BRUSSELS, Dec 3: Nato expressed hope on Wednesday that Pakistan would keep up the fight against extremists on the Afghan border.
The military alliance relies on Pakistani security forces to help keep pressure on Taliban and Al Qaeda militants using its lawless tribal areas as a rear base for attacks in Afghanistan, where Nato troops are at work.
“I hope that the recent successes by Pakistan in fighting the extremists in the northwest will be sustained, in the current difficult climate,” Nato Secretary-General Jaap de Hoop Scheffer told reporters.
“Up till now, no signal or information has been received” that this is not the case, he said, after a meeting of alliance foreign ministers in Brussels.

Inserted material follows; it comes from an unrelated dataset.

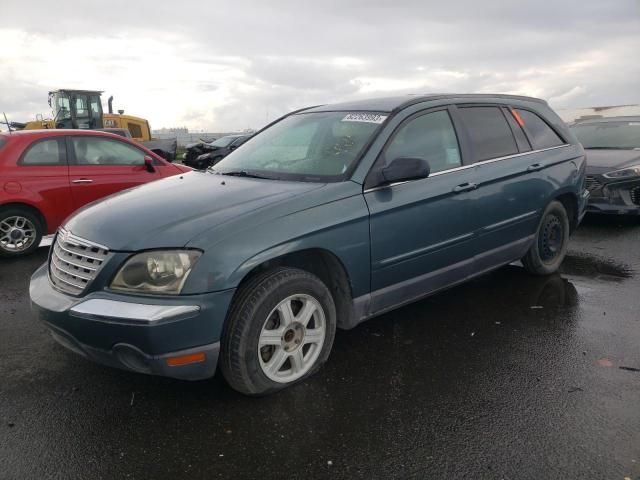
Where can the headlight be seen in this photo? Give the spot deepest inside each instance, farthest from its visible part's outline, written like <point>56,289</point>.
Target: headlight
<point>159,271</point>
<point>633,171</point>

British Foreign Secretary David Miliband urged Pakistan to build up its economic, political and security apparatus to confront the threat posed by terrorism around the country.
“There’s a direct threat to the integrity of the Pakistani state that is imposed by terrorism,” he said.

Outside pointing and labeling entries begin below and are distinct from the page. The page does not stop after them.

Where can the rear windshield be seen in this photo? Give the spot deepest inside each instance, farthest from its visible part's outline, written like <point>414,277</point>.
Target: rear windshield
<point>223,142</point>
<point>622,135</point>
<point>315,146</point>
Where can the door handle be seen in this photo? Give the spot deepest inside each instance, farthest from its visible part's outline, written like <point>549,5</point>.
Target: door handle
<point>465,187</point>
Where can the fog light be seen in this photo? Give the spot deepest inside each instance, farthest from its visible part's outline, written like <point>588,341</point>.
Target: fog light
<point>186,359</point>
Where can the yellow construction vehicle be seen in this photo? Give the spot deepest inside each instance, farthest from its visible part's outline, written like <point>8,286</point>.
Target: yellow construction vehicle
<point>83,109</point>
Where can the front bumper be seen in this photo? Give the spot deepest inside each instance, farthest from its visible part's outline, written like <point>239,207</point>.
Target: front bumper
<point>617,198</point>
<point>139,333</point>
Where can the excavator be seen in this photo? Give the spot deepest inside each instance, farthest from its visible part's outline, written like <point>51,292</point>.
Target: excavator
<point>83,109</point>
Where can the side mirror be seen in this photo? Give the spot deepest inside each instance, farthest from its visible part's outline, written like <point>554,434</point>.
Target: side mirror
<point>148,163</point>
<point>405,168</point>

“It is terrorism that can come from the west, from the ungoverned areas, but it’s also a threat to the integrity of Pakistan that can come from militant groups that strike or claim common cause with Kashmir issues.”
“So building up the necessary security but also the economic and political apparatus in Pakistan is the exact counterpart to the efforts that need to be made in Afghanistan,” he said.
Miliband said such civilian support should be extended to both sides of the Afghan-Pakistani border.
Nato officials have linked the record levels of violence in Afghanistan this year to the lack of government control in Pakistan’s tribal areas.